Store parachain bootnodes in relay chain DHT

tomaka commented 1 year ago

I've found a pretty big issue with this proposal, which is that the storageTrieRootHash value that can be queried can't be trusted, and thus that the genesis hash of the chain can't be trusted.

I initially just wanted to add a note in the RFC saying that the calculated genesis hash must not be used for purposes other than determining the networking protocol names. Unfortunately, the JSON-RPC API has functions to query the genesis hash, and so if a light client connects to a parachain in a chain-spec-less way (through just a relay chain and para_id), it has no way to implement the JSON-RPC API properly.

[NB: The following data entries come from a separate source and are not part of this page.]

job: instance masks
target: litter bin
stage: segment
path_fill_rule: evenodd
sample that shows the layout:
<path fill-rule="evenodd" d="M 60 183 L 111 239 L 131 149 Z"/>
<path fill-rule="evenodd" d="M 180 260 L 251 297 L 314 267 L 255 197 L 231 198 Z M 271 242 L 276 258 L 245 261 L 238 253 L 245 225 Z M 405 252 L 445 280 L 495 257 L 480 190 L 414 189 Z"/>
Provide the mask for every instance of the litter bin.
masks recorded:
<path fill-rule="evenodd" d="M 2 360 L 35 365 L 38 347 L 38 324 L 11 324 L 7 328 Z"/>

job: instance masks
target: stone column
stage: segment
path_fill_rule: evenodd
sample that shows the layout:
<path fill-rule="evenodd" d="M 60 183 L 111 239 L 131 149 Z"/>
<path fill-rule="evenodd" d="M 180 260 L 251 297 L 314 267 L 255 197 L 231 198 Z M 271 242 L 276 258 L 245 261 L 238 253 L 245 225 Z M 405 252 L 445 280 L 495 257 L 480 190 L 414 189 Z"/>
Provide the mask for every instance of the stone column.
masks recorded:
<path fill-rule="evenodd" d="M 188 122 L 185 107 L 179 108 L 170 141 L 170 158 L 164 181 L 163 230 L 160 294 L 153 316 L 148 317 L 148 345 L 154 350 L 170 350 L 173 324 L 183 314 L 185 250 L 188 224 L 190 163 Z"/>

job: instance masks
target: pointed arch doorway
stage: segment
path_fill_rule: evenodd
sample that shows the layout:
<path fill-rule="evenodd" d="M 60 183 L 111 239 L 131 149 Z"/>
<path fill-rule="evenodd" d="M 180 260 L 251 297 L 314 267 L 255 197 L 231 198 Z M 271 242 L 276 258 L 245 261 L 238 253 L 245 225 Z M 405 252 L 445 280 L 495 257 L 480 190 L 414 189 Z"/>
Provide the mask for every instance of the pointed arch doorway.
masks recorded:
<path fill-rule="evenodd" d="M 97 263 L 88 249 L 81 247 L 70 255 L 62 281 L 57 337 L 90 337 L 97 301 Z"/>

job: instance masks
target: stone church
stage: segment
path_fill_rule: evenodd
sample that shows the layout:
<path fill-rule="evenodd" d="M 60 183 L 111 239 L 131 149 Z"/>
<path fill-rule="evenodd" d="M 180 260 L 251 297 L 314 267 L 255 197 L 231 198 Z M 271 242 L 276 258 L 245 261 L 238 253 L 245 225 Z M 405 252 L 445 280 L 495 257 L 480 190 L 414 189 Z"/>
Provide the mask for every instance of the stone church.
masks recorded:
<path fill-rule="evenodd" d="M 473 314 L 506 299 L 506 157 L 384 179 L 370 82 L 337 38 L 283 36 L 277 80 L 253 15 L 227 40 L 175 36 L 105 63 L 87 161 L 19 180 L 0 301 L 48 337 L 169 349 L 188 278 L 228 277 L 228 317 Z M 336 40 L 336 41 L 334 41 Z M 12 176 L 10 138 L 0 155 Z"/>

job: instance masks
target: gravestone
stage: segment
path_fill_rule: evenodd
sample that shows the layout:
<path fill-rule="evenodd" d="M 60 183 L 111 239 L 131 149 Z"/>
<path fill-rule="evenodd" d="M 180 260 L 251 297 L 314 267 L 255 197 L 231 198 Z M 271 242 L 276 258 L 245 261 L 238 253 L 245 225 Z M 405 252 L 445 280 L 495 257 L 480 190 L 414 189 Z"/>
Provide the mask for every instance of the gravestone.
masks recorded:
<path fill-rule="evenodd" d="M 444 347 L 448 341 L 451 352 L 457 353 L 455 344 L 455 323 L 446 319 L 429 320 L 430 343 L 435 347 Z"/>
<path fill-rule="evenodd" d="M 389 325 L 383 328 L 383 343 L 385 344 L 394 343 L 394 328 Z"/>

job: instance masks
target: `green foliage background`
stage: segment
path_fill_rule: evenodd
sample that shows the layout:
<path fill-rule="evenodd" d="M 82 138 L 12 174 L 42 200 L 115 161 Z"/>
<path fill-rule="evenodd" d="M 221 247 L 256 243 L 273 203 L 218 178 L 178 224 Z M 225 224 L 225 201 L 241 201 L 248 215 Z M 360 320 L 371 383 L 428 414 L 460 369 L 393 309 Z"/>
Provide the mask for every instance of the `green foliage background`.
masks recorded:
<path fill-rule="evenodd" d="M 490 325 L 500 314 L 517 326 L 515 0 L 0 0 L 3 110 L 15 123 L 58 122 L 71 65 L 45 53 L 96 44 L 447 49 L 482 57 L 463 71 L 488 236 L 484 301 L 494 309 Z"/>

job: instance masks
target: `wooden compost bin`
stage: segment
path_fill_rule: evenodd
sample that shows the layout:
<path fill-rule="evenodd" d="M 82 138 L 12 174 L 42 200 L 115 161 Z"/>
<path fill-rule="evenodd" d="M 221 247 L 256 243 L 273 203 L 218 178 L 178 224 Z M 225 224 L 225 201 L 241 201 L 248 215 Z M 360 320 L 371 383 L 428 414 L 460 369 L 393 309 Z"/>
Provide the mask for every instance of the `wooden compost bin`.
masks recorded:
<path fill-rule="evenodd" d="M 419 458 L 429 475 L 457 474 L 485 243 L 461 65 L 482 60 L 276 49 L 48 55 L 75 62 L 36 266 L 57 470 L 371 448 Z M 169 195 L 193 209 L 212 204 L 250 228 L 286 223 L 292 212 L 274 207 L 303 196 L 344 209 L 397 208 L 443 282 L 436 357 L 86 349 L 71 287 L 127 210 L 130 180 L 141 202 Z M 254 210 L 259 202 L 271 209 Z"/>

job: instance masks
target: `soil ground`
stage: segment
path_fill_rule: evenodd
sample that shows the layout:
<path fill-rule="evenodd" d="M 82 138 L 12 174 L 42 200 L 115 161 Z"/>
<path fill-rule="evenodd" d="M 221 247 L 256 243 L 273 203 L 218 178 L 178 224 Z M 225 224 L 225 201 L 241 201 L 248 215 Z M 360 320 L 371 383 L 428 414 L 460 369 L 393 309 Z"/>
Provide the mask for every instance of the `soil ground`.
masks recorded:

As a side note, if you connect in a chain-spec-less way the JSON-RPC API can't be fully implemented anyway, as the chainSpec_unstable_properties and chainSpec_unstable_chainName functions can't be implemented. But that's already covered by the JSON-RPC spec, which allows some namespaces to not be implemented. In this case, you wouldn't implement the functions in the chainSpec namespace.

We can maybe simply remove the JSON-RPC functions that allow querying the genesis hash, except that when you submit a transaction you need to include the genesis hash in it.

I can see two ways of solving this problem, I'm not sure right now which way is best:

Give up for now on the idea of connecting to a parachain without a chain spec. Remove the stateTrieRootHash and forkId field from the new networking protocol, as they would be loaded from the chain spec. The RFC would simply make it possible to find the bootnodes of a parachain, but not to connect to said parachain without a chain spec.
Double down on the idea of connecting to a parachain without a chain spec, by removing the JSON-RPC functions that allow knowing the genesis hash, and instead JSON-RPC clients should read System::BlockHash[0] (or alternatively introduce a new item in the runtime) in order to know the genesis hash. Given that the runtime verifies the genesis hash when submitting a transaction, we know that this genesis hash is always available in storage and just needs to be queried in a way or the other.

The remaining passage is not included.